Oujda – Les récentes précipitations enregistrées dans la région de l’Oriental ont insufflé une dynamique positive au niveau de la sécurité hydrique dans la zone d’intervention de l’Agence du Bassin Hydraulique (ABH) de la Moulouya, dans un contexte marqué par les défis du changement climatique et du stress hydrique structurel.
Après plusieurs années consécutives de sécheresse, la rareté de l’eau s’est imposée comme un enjeu majeur, impactant aussi bien les populations que les activités agricoles, industrielles et énergétiques. Face à cette réalité, la gestion durable et intégrée des ressources hydriques s’inscrit aujourd’hui comme un pilier essentiel de la transition verte dans la région.
Consciente de ces défis, l’ABH de la Moulouya intensifie ses actions à travers une approche proactive et concertée, conciliant développement économique, protection de l’environnement et préservation des ressources en eau. Cette stratégie vise à renforcer la résilience du territoire face aux aléas climatiques tout en accompagnant les objectifs nationaux de durabilité.
Dans une déclaration, le Secrétaire général de l’ABH de la Moulouya, Mostafa Bouazza, a mis en avant l’impact bénéfique des dernières pluies sur l’état global des ressources hydriques du bassin. Ces précipitations ont permis une amélioration notable aussi bien des réserves des barrages que de la recharge des nappes phréatiques.
Les retenues des barrages ont ainsi atteint un taux de remplissage avoisinant 40 %, représentant un volume global de 319 millions de mètres cubes, principalement concentrés au niveau des barrages structurants du bassin : Oued Za (152,72 millions m³), Mohammed V (79,23 millions m³) et Hassan II (74,33 millions m³).
Cette évolution favorable contribue au renforcement de la sécurité hydrique régionale et à l’atténuation des effets du stress hydrique sur les populations et les secteurs productifs, notamment l’agriculture, en cohérence avec les principes de l’économie verte et de l’adaptation climatique, a souligné M. Bouazza.
Dans une perspective à long terme, l’ABH de la Moulouya poursuit également le développement des infrastructures hydrauliques durables.

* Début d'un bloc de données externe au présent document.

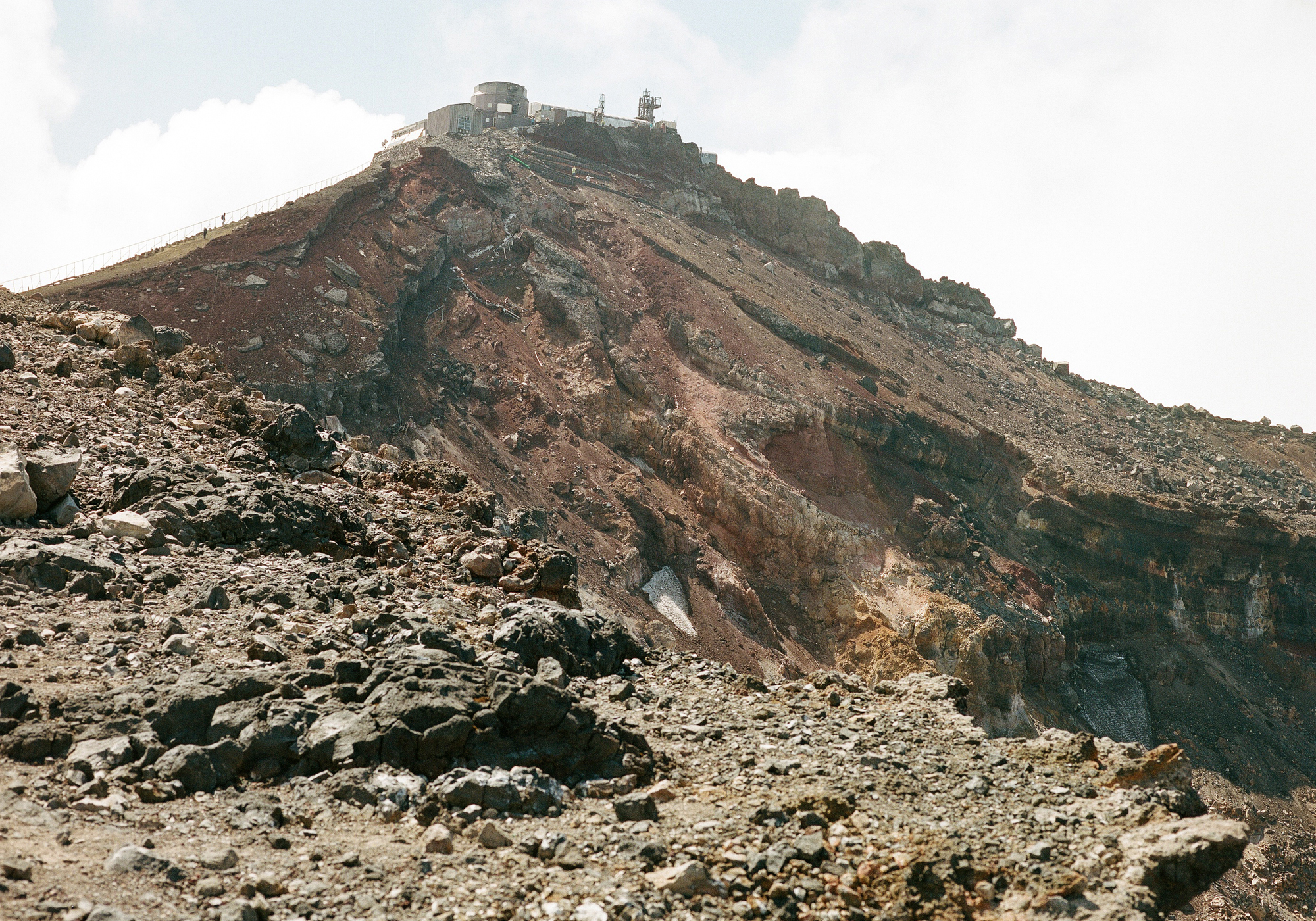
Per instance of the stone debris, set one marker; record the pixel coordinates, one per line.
(401, 664)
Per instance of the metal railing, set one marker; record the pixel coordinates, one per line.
(145, 247)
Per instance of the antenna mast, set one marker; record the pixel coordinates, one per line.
(648, 105)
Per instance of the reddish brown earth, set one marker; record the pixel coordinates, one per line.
(846, 465)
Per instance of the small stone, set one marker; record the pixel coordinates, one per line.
(64, 512)
(210, 887)
(127, 524)
(269, 885)
(663, 793)
(220, 859)
(265, 649)
(181, 644)
(635, 807)
(551, 672)
(590, 911)
(1042, 851)
(14, 868)
(438, 840)
(131, 859)
(239, 910)
(685, 880)
(484, 564)
(492, 836)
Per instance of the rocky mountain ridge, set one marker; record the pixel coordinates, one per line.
(763, 441)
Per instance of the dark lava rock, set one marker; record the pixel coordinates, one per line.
(197, 505)
(584, 641)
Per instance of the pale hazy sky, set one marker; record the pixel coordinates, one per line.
(1135, 182)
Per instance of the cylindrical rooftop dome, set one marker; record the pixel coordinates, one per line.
(502, 97)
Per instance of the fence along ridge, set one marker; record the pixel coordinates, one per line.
(93, 264)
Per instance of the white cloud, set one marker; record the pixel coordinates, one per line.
(144, 181)
(1128, 180)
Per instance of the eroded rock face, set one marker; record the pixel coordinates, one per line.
(840, 461)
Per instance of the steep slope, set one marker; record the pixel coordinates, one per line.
(842, 462)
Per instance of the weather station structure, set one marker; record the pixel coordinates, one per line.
(506, 106)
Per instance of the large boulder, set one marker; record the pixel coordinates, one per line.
(170, 341)
(128, 332)
(293, 431)
(519, 790)
(585, 643)
(51, 566)
(52, 472)
(18, 499)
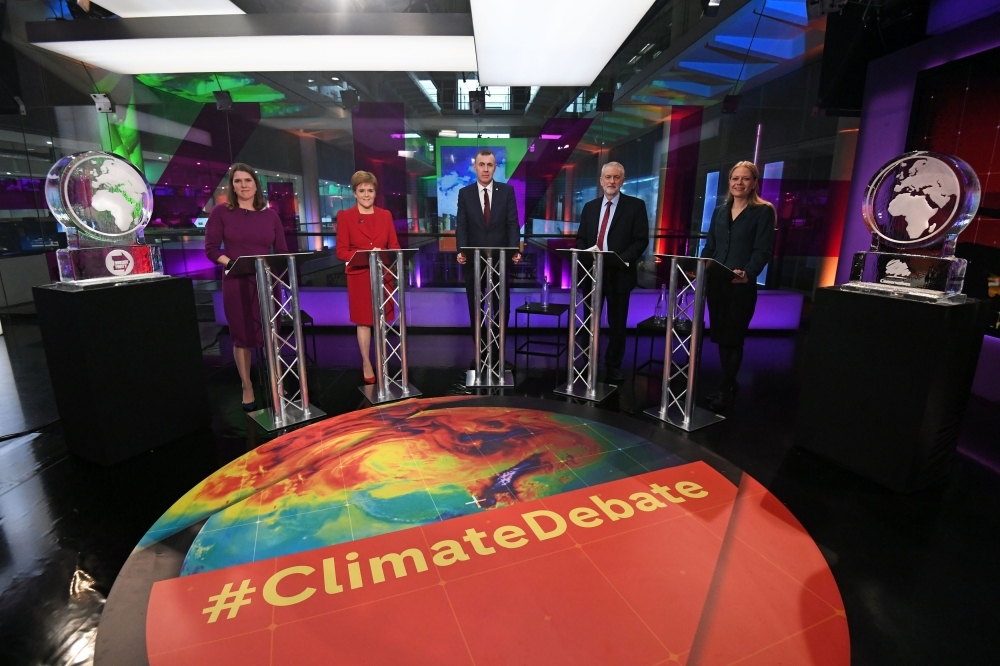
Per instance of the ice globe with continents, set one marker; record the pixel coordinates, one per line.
(920, 199)
(102, 196)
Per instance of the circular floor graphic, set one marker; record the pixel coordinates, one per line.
(476, 531)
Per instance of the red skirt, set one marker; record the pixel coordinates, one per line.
(359, 298)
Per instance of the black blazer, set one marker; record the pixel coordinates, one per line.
(470, 228)
(748, 245)
(628, 236)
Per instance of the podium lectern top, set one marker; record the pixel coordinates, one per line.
(690, 264)
(360, 257)
(611, 259)
(247, 264)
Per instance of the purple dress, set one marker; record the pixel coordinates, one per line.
(237, 233)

La capacité actuelle de stockage, estimée à près de 800 millions de m³, sera significativement renforcée grâce à la construction des barrages Targa Ou Madi (province de Guercif) et Béni Aziman (province de Driouch), ainsi qu’à la surélévation du barrage Mohammed V (province de Nador). Ces projets porteront la capacité globale de stockage à environ 1,936 milliard de m³, consolidant ainsi la souveraineté hydrique du bassin.
À ce titre, Abderrahmane Adli, chef du barrage Mohammed V, a rappelé que cette infrastructure, mise en service en 1967, figure parmi les ouvrages hydrauliques majeurs de l’Oriental, jouant un rôle stratégique dans l’irrigation agricole, l’alimentation en eau potable et la production d’énergie hydroélectrique, une composante clé de la transition énergétique.
De son côté, Soufiane El Ayoubi, chef de service des travaux de génie civil du chantier de surélévation du barrage Mohammed V, a précisé que les travaux, réalisés par des compétences marocaines, avancent à un rythme soutenu. Avec un taux d’avancement de 68 %, le projet permettra de porter la capacité de stockage du barrage de 165 millions à 981 millions de mètres cubes, dans le respect des délais prévus.
Ce projet structurant consolide le rôle stratégique du barrage Mohammed V et s’inscrit pleinement dans une vision intégrée de sécurité hydrique, de développement durable et de transition verte au niveau du bassin de la Moulouya.